A fixed trade capital amount per trade (such as 2%) disregards the
fact that some trades (and trading strategies) are riskier than
others, and thus their capital needs to be reduced accordingly to
allow for this greater risk. Placing an equal % of capital into each
trade and disregarding different levels of risk, is analogous to
dividing one's wealth and placing equal amounts into each investment,
regardless of whether it is a safe interest-bearing account or a risky
lottery ticket.
The promise of "money management" is that it will protect a trader
from the risk of losing his trading capital. Not necessarily so - it
will probably just slow down the losing process.

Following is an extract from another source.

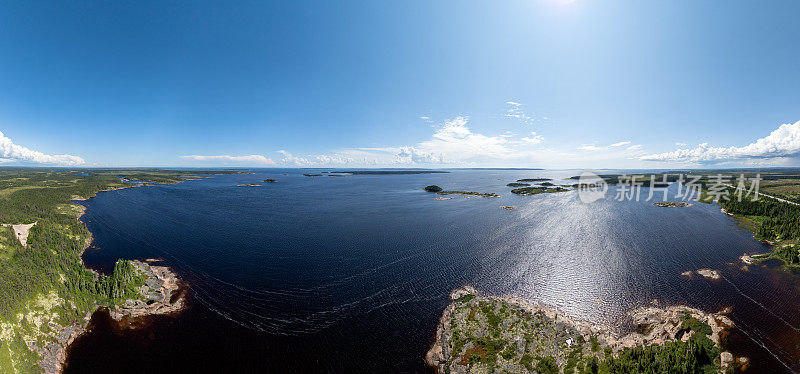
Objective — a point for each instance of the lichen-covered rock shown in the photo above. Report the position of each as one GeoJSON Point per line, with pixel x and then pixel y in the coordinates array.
{"type": "Point", "coordinates": [478, 334]}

Money Management is *not* Risk Management
-----------------------------------------
Typical Money Management strategies such as fixed trade allocation, do
not take capital risk into consideration.
Risk Management is not possible without measuring actual risk, and
adjusting exposed capital to it, at both trade and strategy levels.

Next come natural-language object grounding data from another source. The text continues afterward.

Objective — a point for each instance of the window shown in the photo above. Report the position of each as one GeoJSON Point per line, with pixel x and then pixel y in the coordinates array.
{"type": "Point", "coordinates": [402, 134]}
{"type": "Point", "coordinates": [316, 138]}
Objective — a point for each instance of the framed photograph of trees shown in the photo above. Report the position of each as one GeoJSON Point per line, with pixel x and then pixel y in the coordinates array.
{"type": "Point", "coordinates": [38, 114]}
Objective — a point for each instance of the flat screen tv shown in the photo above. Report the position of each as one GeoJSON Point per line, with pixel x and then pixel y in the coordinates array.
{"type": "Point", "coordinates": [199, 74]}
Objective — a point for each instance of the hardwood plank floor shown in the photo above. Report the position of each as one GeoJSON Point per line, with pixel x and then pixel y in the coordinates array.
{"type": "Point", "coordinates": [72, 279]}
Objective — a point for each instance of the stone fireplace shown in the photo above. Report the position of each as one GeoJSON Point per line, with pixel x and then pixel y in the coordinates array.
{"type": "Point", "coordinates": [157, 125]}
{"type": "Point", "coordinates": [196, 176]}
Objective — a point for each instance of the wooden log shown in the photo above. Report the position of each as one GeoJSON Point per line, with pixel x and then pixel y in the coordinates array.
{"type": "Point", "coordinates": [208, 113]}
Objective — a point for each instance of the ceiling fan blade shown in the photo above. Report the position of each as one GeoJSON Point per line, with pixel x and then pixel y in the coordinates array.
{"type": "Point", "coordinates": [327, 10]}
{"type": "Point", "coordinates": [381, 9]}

Risk Management or correct capital allocation, is a major component of
the risk-adjusted profit indicator set in both the URSC tool-kit and
MACDH Divergence kit.
jose '-)
http://www.metastocktools.com
--- In equismetastock@xxxxxxxxxxxxxxx, "david" <dwei9361@xxx> wrote:
>
> If you have the facility to backtest it, with something like
> Tradesim, why not test it and see is these percentages work for your
> particular system ?
>
> Always test ... even if someone says something may be better or the
> other is rubbish, if you can't test that it is, most likely it is
> not, and even more likely is that you will not follow it.
>
> It is always easy to destroy something than build something.
>
> Regards
>
> Dave
>
>
>
> -----Original Message-----
> From: equismetastock@xxxxxxxxxxxxxxx [mailto:
> equismetastock@xxxxxxxxxxxxxxx]
> On Behalf Of Jose Silva
> Sent: Tuesday, 28 February 2006 11:53 AM
> To: equismetastock@xxxxxxxxxxxxxxx
> Subject: [EquisMetaStock Group] Re: Why 1~3% risks for investment ?
>
>> Many people use 1~3% risks for their investment, but does anyone
>> know why?
>
> No one knows what lurks in the minds of traders, otherwise we could
> preempt the public and become quite wealthy practically overnight.
> ;)
>
> I suspect that the main reasons for a fixed (1%~3%) trade capital
> allocation are based on a misunderstanding of risk, or an inability
> to measure and act on risk properly.
>
> The main reason for capital allocation (money management), is to
> control risk to some extent.
>
> Allocation of capital (i.e., exposure to risk), should be done on an
> individual security basis. That is, look at individual trade
> history for each security, and allocate x% of capital to it
> according to historical risk.
>
> For example, a risky/volatile stock may require caution and a
> smaller capital outlay, whereas a more stable/trending security with
> less historical risk, can cope with a larger trade size.
>
> In other words, don't allocate capital % on hearsay or fixed
> percentages. Be smarter, and allocate capital according to
> individual risk exposure.
>
> More on this in the current issue of MSTT.
> http://www.metastocktips.co.nz
>
>
> jose '-)
> http://www.metastocktools.com
>
>
>
>
> --- In equismetastock@xxxxxxxxxxxxxxx, chichungchoi <no_reply@>
> wrote:
>
> Many people use 1~3% risks for their investment, but does anyone
> know why? Does it have any approach to determine the risk level
> based on the performance of any strategy?